In relation to the above, the famous experiments of Benjamin Libbet took place in the 1980s and he concludes that human beings have real will: http://www.centenary.edu/attachments/philosophy/aizawa/courses/intros2009/libetjcs1999.pdf
Henry Stapp and Geoffrey Schwartz argue for a Mind-Brain Dualism based on Quantum Mechanics: http://rstb.royalsocietypublishing.org/content/360/1458/1309.full
Henry Stapp on Quantum Dualism: http://exordio.qfb.umich.mx/archivos%20pdf%20de%20trabajo%20umsnh/aphilosofia/QID%20muy%20bueno.pdf
This quantum soul-body model is not a Cartesian dualism where a wholly different spiritual substance and material substance interact; on the contrary, there is no purely material substance as such prior to conscious observation. What is perceived as material substance is already actualized by and infused with immaterial consciousness and form. Sayyidnā Nāṣir-i Khusraw expressed similar intuitions a thousand years ago when he claimed that the material human body in and of itself is not a substance at all, and that it is man’s immaterial human soul, in its act of knowing, that endows the body with life and substance.
“[I]t is the soul which keeps our bodies alive and that the souls of our bodies subsist by themselves. The soul is a substance and self-subsistent, the mover and keeper alive of the body. The body is not a substance, nor self-subsistent, nor is it the mover of a substance, since the mover by necessity is [another] substance. As for the statement that the action of the soul does not come into existence without a body, the answer is that the action of the soul is to know, and in order to know it does not need a body. But when the soul wants to portray [the form of] that knowledge on a [material] body, it seeks the help of the [human] body which is linked to it, and it is able to do this because of compatibility [between the two bodies]. Ask so that you may know! Comprehend so that you may be liberated!”

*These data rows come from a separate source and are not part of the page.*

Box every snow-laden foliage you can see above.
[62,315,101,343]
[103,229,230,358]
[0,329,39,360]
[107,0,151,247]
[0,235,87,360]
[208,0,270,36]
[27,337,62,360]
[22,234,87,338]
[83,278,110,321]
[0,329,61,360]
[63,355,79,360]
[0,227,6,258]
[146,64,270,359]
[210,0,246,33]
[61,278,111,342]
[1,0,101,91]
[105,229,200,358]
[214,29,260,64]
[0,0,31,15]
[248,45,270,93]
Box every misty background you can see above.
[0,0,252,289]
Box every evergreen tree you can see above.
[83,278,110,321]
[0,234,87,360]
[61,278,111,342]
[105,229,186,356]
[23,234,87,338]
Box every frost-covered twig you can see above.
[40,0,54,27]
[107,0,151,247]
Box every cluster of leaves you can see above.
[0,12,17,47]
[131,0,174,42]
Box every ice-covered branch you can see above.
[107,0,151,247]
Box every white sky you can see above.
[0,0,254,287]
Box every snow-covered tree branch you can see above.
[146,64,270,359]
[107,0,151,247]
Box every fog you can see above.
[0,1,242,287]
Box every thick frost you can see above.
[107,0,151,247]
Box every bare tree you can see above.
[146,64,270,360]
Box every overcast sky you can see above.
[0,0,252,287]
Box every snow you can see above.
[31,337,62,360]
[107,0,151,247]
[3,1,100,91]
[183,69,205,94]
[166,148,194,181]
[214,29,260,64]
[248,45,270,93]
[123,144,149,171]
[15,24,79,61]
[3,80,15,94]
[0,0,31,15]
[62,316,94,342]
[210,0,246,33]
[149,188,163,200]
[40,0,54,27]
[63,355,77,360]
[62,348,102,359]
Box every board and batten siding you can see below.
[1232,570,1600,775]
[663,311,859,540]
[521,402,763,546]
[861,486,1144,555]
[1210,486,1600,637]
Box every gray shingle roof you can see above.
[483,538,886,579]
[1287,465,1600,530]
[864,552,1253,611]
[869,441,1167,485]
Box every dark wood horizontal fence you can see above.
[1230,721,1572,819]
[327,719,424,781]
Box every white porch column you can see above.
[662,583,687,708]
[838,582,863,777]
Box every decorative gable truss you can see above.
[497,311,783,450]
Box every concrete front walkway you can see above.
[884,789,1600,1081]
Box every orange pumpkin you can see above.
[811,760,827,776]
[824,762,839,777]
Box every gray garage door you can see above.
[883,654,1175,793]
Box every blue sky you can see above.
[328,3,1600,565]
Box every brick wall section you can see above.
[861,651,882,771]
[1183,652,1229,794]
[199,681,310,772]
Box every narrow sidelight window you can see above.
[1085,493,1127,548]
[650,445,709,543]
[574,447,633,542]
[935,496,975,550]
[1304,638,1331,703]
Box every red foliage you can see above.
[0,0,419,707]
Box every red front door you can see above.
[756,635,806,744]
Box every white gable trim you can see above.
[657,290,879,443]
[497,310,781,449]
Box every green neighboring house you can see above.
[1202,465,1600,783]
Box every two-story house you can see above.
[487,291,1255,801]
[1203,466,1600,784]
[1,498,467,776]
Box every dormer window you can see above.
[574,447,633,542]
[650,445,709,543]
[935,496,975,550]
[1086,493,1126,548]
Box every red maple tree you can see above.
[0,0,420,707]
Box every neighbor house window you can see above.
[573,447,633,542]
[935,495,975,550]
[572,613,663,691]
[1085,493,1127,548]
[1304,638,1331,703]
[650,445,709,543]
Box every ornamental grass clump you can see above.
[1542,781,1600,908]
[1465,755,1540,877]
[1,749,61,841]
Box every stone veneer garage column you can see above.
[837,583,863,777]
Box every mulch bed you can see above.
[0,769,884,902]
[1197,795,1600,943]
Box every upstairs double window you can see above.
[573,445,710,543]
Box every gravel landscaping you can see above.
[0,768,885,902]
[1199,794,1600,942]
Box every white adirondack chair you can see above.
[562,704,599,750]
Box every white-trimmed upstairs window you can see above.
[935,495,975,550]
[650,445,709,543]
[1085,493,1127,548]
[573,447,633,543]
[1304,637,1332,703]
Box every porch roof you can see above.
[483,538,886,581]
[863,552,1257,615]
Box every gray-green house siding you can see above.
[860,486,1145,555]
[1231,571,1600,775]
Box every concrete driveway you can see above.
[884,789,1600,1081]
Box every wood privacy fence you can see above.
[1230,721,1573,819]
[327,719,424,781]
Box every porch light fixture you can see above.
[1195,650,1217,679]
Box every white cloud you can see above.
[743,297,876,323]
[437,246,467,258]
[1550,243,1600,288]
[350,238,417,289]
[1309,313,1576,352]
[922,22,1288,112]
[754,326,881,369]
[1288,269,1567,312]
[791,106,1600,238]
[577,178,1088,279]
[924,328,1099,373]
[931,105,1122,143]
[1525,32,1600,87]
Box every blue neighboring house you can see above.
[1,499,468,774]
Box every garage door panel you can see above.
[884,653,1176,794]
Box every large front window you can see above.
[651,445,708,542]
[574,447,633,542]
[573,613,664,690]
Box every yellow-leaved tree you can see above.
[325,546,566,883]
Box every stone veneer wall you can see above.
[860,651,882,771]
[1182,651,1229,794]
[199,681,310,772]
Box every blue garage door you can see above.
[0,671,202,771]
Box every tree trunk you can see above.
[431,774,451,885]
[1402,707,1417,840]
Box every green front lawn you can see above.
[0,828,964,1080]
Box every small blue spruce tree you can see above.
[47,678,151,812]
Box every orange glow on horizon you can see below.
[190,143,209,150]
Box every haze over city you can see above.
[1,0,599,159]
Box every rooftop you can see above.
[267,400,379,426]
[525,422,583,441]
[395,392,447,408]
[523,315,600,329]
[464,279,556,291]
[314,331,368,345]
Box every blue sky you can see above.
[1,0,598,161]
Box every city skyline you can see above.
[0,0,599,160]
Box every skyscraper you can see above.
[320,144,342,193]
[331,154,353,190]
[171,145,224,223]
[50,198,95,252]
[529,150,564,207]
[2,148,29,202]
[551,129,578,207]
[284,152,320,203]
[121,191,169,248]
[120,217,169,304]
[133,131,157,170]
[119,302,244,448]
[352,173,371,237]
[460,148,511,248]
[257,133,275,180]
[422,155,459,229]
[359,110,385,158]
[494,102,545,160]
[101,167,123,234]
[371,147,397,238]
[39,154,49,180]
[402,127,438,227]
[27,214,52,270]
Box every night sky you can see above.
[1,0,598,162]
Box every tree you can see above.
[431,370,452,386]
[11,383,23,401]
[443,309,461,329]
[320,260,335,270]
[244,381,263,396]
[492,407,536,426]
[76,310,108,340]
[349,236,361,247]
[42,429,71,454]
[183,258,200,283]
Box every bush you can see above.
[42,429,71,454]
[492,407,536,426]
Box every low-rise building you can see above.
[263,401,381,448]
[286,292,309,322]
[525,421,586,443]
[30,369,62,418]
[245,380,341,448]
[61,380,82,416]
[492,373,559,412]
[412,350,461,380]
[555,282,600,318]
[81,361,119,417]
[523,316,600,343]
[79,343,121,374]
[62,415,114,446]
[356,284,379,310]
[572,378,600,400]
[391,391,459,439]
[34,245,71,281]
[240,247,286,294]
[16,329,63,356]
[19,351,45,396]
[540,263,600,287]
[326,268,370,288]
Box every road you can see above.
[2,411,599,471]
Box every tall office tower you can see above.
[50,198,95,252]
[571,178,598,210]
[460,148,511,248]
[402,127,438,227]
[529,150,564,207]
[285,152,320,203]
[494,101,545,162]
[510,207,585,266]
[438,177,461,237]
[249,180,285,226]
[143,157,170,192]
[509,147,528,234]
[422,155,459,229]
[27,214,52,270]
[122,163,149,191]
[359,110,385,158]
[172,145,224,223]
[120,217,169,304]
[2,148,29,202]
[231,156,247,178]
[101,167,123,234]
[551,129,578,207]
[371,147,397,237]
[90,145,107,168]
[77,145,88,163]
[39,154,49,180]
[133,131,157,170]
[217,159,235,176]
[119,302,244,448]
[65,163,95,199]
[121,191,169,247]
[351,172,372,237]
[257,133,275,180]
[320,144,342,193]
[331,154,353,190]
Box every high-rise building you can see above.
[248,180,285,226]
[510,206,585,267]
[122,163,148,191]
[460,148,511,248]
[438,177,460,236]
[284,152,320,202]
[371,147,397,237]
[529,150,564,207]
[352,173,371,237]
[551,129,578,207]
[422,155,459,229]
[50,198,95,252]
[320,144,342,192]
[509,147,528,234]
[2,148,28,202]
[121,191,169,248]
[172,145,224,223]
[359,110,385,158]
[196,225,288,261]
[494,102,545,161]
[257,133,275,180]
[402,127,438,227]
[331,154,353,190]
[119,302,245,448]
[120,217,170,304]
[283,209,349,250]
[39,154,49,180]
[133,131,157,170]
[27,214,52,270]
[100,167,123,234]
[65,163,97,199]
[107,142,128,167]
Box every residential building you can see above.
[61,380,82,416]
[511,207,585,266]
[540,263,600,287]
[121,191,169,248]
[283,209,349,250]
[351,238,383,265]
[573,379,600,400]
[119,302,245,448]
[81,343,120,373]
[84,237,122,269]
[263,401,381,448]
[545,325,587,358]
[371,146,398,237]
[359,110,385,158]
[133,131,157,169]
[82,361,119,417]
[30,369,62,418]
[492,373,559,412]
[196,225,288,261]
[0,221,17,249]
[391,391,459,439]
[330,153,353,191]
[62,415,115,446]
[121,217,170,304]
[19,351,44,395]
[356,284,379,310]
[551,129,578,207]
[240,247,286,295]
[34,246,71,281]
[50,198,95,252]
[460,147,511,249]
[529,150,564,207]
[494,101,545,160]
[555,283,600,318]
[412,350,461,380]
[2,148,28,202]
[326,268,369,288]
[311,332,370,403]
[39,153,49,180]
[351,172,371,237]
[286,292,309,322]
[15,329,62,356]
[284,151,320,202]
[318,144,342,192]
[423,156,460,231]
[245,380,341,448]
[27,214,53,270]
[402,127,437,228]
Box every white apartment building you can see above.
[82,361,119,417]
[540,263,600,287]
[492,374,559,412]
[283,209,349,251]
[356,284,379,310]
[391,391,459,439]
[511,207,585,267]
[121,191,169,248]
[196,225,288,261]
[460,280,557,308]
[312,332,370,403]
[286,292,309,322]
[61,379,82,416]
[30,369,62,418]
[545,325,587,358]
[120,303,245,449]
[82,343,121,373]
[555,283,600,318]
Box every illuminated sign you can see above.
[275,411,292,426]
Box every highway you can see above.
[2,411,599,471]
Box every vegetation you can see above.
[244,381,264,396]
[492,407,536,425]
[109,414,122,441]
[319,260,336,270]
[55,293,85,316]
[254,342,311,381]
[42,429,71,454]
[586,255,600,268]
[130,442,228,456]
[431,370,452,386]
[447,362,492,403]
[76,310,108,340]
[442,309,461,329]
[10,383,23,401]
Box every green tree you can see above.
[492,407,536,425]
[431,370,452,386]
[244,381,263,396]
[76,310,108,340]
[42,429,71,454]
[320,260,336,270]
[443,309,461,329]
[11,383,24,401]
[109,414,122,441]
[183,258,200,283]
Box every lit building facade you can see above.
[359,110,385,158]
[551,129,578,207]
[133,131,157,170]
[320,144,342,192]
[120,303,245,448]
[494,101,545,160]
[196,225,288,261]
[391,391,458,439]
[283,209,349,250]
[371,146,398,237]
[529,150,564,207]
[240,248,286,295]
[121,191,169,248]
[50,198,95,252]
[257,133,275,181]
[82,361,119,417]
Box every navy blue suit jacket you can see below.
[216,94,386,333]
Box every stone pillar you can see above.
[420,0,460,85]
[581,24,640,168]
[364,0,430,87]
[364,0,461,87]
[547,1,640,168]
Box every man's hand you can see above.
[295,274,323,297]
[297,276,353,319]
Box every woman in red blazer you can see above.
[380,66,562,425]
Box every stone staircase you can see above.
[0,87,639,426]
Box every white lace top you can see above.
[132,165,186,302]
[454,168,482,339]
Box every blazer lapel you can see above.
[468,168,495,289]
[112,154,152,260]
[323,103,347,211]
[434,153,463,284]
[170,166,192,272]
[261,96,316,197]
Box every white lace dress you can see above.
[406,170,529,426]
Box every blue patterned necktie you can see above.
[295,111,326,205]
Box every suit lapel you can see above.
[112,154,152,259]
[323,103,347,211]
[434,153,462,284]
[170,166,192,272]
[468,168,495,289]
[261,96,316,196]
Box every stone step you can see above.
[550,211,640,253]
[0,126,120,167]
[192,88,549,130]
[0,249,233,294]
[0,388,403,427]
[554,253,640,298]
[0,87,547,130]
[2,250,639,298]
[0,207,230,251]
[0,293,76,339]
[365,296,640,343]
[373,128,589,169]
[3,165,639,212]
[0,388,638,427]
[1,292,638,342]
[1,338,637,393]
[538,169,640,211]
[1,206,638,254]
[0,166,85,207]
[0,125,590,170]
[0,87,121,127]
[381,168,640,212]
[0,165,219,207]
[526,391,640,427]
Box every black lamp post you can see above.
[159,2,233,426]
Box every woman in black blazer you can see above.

Sayyidnā Nāṣir-i Khusraw, (Knowledge and Liberation, 49-50)
The existence of the human soul is a spiritual substance that is neither identical to nor reducible to the physical brain or any other material object. As conveyed by Imām Sulṭān Muḥammad Shāh, the forty-eight hereditary Imam of the Shī‘ī Ismā‘īlī Muslims, the existence of this ineffaceable human soul is the fundamental fact of all human existence:
“Whatever may or may not be the soul’s future, there is one impregnable central fact in existence: that here and now, in this world, we have a soul which has a life of its own in its appreciation of truth, beauty, harmony and good against evil… But the fundamental point of each message if carefully studied is that man’s greatest of all treasures, the greatest of all his possessions, was the inherent, ineffaceable, everlasting nobility of his own soul. In it there was for ever a spark of true divinity which could conquer all the antagonistic and debasing elements in nature. And let me once more stress that this faith in the soul of man expressed in a great variety of ways — in prose and verse, in art and architecture — was not simply a religious or mystic faith but an all-embracing and immediate contact with a fact which, in every human being, is the central fact of existence.”